[The Third Door – The Inferno of White Salt]
In this desolate, alabaster desert, silence was not merely the absence of sound; it was a living entity that gnawed at the eardrums, just as the salt gnawed at my pores. I stood for an eternity, staring at that wooden door suspended in the heart of the white sky. Ten meters of absolute nothingness separated me from salvation. There was no stone, no timber, no raw material to build a path upward... except for "Me."

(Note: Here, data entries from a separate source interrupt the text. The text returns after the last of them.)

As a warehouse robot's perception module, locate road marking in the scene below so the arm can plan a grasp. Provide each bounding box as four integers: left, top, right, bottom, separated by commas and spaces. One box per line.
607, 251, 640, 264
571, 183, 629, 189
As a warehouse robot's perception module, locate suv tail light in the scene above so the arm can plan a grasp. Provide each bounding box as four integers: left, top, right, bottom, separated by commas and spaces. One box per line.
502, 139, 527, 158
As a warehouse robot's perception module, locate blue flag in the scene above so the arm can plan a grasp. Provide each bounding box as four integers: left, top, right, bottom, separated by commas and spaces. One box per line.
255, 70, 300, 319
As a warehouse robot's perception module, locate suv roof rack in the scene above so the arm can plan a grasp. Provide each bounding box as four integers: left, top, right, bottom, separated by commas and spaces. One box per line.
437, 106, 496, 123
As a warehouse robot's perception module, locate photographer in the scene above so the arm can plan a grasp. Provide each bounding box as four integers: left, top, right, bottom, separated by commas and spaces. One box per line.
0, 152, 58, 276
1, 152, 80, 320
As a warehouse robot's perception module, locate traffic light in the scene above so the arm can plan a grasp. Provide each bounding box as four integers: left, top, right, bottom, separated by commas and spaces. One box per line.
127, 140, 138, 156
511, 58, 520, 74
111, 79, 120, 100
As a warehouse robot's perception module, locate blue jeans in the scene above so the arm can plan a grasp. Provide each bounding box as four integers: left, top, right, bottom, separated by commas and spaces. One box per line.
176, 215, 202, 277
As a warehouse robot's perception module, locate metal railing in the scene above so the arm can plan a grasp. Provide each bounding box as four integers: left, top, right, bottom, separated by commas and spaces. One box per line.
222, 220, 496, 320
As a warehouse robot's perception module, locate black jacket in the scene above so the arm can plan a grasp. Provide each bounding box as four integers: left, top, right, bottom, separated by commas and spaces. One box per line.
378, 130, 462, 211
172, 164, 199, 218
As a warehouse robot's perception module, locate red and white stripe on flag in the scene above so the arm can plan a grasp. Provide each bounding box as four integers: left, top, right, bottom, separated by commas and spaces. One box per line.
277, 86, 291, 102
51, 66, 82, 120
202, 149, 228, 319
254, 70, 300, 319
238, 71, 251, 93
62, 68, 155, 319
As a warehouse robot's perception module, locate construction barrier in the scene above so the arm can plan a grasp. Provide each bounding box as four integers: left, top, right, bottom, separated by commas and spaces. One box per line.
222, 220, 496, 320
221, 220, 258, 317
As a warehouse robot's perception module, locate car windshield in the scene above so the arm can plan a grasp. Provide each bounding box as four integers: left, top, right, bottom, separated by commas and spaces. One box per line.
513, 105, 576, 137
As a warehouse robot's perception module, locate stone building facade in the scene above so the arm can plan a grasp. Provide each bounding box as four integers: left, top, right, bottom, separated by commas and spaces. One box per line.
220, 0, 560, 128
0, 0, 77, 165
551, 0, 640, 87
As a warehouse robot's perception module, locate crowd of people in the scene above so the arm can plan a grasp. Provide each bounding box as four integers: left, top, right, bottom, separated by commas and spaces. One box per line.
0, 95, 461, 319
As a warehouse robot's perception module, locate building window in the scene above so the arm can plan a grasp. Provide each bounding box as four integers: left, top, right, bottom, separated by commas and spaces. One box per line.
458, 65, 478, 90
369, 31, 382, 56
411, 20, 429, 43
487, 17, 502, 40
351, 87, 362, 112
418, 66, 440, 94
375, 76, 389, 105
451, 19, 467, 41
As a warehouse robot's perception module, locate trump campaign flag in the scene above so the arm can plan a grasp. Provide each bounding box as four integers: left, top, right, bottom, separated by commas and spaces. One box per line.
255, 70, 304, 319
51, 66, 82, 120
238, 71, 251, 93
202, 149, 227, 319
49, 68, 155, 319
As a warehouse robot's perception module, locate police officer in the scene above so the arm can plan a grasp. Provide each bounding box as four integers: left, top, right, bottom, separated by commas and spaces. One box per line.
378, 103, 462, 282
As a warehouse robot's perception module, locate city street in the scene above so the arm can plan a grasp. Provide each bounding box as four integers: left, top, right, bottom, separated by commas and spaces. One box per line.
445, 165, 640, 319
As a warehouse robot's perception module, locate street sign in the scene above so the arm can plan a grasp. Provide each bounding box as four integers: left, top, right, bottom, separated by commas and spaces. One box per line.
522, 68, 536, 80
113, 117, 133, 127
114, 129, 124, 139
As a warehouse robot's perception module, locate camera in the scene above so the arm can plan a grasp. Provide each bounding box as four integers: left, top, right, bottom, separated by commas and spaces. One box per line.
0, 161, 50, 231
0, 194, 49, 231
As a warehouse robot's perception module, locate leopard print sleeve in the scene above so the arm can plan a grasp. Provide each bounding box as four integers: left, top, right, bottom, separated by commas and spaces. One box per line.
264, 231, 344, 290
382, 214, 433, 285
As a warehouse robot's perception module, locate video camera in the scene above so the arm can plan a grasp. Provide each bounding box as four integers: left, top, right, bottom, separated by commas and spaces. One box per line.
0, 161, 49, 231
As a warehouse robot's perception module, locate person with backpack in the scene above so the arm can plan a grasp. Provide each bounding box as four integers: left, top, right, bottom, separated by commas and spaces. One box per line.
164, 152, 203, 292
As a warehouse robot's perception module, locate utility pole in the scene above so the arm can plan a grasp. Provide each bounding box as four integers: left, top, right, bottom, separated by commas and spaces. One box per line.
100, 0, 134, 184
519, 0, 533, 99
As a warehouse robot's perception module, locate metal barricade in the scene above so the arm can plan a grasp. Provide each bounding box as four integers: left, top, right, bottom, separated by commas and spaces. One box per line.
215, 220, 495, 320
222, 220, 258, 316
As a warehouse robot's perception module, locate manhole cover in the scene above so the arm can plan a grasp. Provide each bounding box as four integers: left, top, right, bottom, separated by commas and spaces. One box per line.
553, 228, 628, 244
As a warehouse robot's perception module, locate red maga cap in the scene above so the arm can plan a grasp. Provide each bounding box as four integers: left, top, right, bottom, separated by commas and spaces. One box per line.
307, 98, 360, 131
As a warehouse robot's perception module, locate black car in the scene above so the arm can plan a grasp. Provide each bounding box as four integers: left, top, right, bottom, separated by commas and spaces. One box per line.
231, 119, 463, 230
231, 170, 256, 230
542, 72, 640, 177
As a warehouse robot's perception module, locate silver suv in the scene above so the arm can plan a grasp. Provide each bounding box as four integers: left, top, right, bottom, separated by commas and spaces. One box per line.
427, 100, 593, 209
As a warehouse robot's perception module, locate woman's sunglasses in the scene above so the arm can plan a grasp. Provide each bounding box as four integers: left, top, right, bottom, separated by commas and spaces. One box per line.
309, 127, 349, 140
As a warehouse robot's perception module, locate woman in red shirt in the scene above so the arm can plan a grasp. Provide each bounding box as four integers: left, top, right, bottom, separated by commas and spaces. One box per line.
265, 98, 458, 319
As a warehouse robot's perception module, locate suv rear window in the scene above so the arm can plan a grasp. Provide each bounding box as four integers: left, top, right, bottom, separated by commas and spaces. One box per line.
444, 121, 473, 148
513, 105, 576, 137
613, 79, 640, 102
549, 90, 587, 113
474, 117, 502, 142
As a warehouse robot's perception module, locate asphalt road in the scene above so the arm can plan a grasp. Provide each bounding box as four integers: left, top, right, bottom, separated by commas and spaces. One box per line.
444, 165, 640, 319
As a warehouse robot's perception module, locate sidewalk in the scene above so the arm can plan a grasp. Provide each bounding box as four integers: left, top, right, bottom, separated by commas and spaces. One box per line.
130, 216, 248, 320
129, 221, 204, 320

Rrrrip... The sound was not unfamiliar, but in this stillness, it echoed like thunder rending the veil of the universe. It was the sound of my skin being torn away, layer by layer. It felt like old, soaked cloth that had rotted in water for years, waiting for me to shred it with my own hands. I no longer felt pain as humans do; pain had become a routine language—an annoying whisper in the background of my consciousness.
I sat upon salt grains that sank their acidic fangs into my open wounds. I extended my left leg. In that moment, this limb was no longer a part of "Rai." It was no longer the extremity that once ran through school corridors. It was now "Construction Material." I closed my eyes and drove my blackened, razor-sharp nails deep, bypassing the dermal tissue and plunging into the living muscle that throbbed beneath my hand in primal terror.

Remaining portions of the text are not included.